Un robot no es optimista ni pesimista. No sabe serlo. O para ser más exactos solo sabría aproximarse a algo parecido al optimismo o al pesimismo como deducción del análisis de una serie de datos y según la categorización previa de los mismos que hayamos programado. El algoritmo nos diría, por ejemplo, que un parto es uno de los trances físicamente más dolorosos que una mujer puede sufrir o, por el contrario, una de las experiencias más felices que pueden vivirse. Y para el recién nacido podría evaluarse como una auténtica tortura, al igual que como el momento irrepetible de estrenar una vida en el escenario en el que va a transcurrir mientras dure. Todo dependerá de la información con la que alimentemos la inteligencia digital y del sesgo que dicha información pueda contener.
En definitiva, la realidad no es adaptable. Existe tal cual al margen de nuestros deseos. Así, una mirada sin filtros a la guerra de Ucrania nos presenta, entre otras barbaridades mucho más dolorosas, casas, escuelas, hospitales destruidos.
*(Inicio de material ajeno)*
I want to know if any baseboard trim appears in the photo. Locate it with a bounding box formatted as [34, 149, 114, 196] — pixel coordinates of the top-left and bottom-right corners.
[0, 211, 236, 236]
El optimista irredento nos podrá decir que desde semejante desolación será más fácil construir otras nuevas más altas, más hermosas y mejores. El pesimista sencillamente se confirmará en su idea de que no tenemos remedio y la maldad del ser humano carece de límites.
Pero quien, tras el impacto inicial de las imágenes y el dolor de asumir nuestra propia sinrazón se detenga un momento, quizá concluya que la porquería que habita en nuestra alma como especie en parte al menos podrá limpiarse cuando cesen las bombas; que las atrocidades que algunas personas son capaces de decidir y hacer, por acción o por omisión, serán luego sustituidas por la solidaridad y el acompañamiento para recuperar la vida normal. Este capítulo posterior de la historia no lo protagonizarán los mismos, aunque la hipocresía es un rasgo exclusivo de los seres vivos inteligentes, pero será también tan verdad como el terror que le precedió.
Me inclino a pensar que el optimismo tiene de ficción mucho más que el pesimismo de falta de información. Por eso creo que lo mejor, lejos de los extremos, es atenerse a los hechos, agarrarse a nuestras capacidades y voluntad y hacerlo con confianza. Relativizar éxitos y fracasos, alegrías y desgracias, reírse de los gurús de uno y otro bando… y seguir adelante.